There was an accusatory tone in her voice that I’d never heard before. “Soon, I promise. We just have a few things to do in Wiltshire first, for our research project.”

“You and Corbin?” Kelly’s voice was light, but I remembered what Jane had said to me in the pub in Oxford. I had to be careful or she was going to start trouble.

I shrugged, as if it was neither here nor there to me. “Well, he’s the one interested in history.”

“Why is this project of yours so important? Can’t it wait? Do you have to travel all over the country with all the guys like this?”

“It’s about my mother, Kelly. I’d have thought you’d understand. I never got to meet her. The Crawfords knew nothing about her, but now I find out she was a famous artist’s muse and I just…I need to know more, okay?”

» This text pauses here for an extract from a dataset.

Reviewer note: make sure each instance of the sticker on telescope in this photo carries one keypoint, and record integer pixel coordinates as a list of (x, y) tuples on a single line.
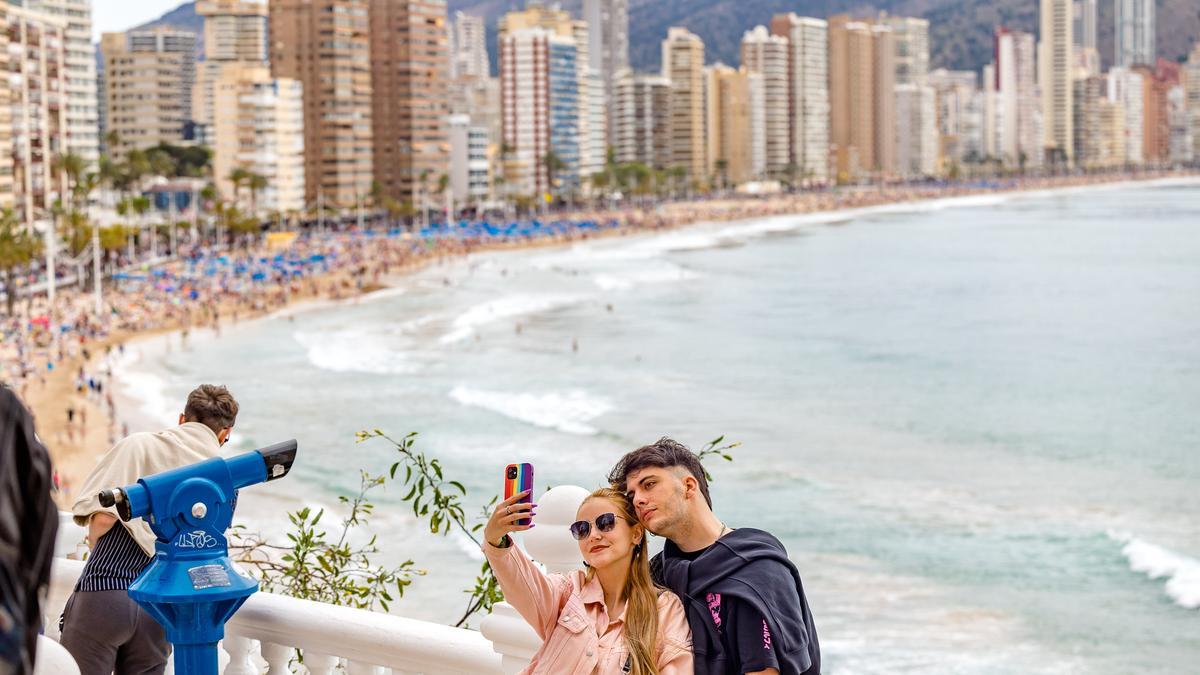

“It seems like….” Kelly played with a strand of her golden hair. “If I didn’t know better, I’d say you were going out with Corbin, instead of Arthur. But then you seem so close to Arthur, too. All of them, actually. And you barely know the guys. It’s weird, is all.”

“It’s hard for you to understand because you have a mother?—”

Kelly’s face fell. “Fine,” she said shortly, standing up.

Too late I realised what I’d said. “Kelly, I didn’t mean?—”

“No, you meant every word.” She whispered as she grabbed her purse from the seat pocket. “You always do.”

Kelly hurried down the carriage and sat down beside Jane, whispering something in her ear. Jane reached into Connor’s enormous diaper bag and pulled out some baby wipes. Kelly dabbed at her face. Jane glared at me over her shoulder.

I buried my face in my sleeve. How was I messing this up so badly?

Arthur slid across from his seat and wrapped an arm around my shoulder. “You okay?” he whispered.

I shook my head. “I’m bollocksing everything up.”

“In what way?”

“With Kelly. She’s asking questions. She thinks I’m cheating on you with Corbin. Jane thinks I should tell her the truth.”

“I heard what she said when Flynn made his polyamory joke. It might’ve just been because it was Flynn saying it, but she didn’t sound like the kind of person who would accept something like this. But she is your sister, and I don’t know how much longer we can hide it. We’re close quarters in the apartments. She’s bound to walk in on something.”

“But if I tell her, and she leaves, then I can’t protect her from the fae.” I rubbed my forehead against Arthur’s Blood Lust shirt. “This is a nightmare.”

“Maybe there’s a chance today to start the conversation.”

“What do you mean?”

“Do you know what Avebury is? It’s the largest megalithic stone circle in the world. Our ancestors – pagans, from before there even was such a thing as pagans – used to perform rituals and fertility rites there, probably involving wild orgies, because that’s what people did instead of watching telly in Neolithic Britain. The stones have been standing for longer than Kelly believes the earth has existed. Maybe you guys can start a conversation.”

I squeezed his hand. “You’re pretty smart, you know, for a Viking.”